J'ai toujours pensé, naïvement peut-être, que notre vie était désormais traversée de part en part par la science.
D'une part parce que tous les objets qui m'entourent (sans notable exception) sont le fruit de la science et de la technologie (à commencer par ce dont nous nous servons ici pour échanger)

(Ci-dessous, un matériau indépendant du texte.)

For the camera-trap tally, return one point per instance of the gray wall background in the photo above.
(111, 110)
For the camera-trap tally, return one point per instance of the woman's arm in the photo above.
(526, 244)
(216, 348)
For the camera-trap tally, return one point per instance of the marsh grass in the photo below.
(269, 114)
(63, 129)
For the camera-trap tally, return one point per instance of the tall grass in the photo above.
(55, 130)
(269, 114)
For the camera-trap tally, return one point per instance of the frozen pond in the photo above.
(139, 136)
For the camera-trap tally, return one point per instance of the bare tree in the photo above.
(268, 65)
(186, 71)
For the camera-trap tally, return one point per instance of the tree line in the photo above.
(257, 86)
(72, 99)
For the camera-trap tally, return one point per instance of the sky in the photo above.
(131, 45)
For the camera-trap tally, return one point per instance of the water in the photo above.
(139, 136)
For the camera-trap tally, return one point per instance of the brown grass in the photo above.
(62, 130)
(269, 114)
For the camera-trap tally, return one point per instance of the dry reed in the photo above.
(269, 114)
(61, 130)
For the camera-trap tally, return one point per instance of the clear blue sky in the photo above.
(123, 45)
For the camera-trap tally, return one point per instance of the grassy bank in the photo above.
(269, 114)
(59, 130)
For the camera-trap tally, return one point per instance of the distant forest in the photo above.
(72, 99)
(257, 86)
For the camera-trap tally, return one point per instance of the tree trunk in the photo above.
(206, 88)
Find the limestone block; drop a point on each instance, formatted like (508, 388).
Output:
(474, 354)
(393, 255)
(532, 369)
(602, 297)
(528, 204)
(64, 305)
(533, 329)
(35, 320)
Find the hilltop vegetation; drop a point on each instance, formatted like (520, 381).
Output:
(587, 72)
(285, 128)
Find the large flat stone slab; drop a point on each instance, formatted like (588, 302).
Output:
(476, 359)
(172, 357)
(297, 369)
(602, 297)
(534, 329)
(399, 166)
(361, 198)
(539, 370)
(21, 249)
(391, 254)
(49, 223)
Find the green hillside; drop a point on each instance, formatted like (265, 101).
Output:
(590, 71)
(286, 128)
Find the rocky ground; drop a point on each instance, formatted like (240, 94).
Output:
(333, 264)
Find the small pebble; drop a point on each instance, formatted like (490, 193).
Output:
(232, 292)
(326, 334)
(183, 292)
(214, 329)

D'autre part parce que notre façon de compter le temps, qui est devenu d'une précision remarquable grace à la science, conditionne chaque moment de la journée, d'une façon bien plus "tragique" que ce n'était le cas avant: une simple minute de retard peut avoir des incidences magistrales (celà a toujours été le cas certes: ce que je pointe ici est le fait que notre comptage du temps est mondialement "harmonisé"et surtout extrêmement précis. Pour prendre un exemple qui éviterait toute équivoque, mon supérieur peut me reprocher une minute de retard; c'eut été différent avec une clepsydre).
Enfin c'est notre façon de "percevoir" les élements naturels (les nuages et le ciel ou les arbres) qui, comme le montre Koyré (entre mille autres), a été qualitativement affecté.
Mon propos n'est pas de vous contredire (je dois bien vous supposer savoir ce que je viens de rappeler), plutôt de bien comprendre ce que vous penser échapper à la structuration par la science.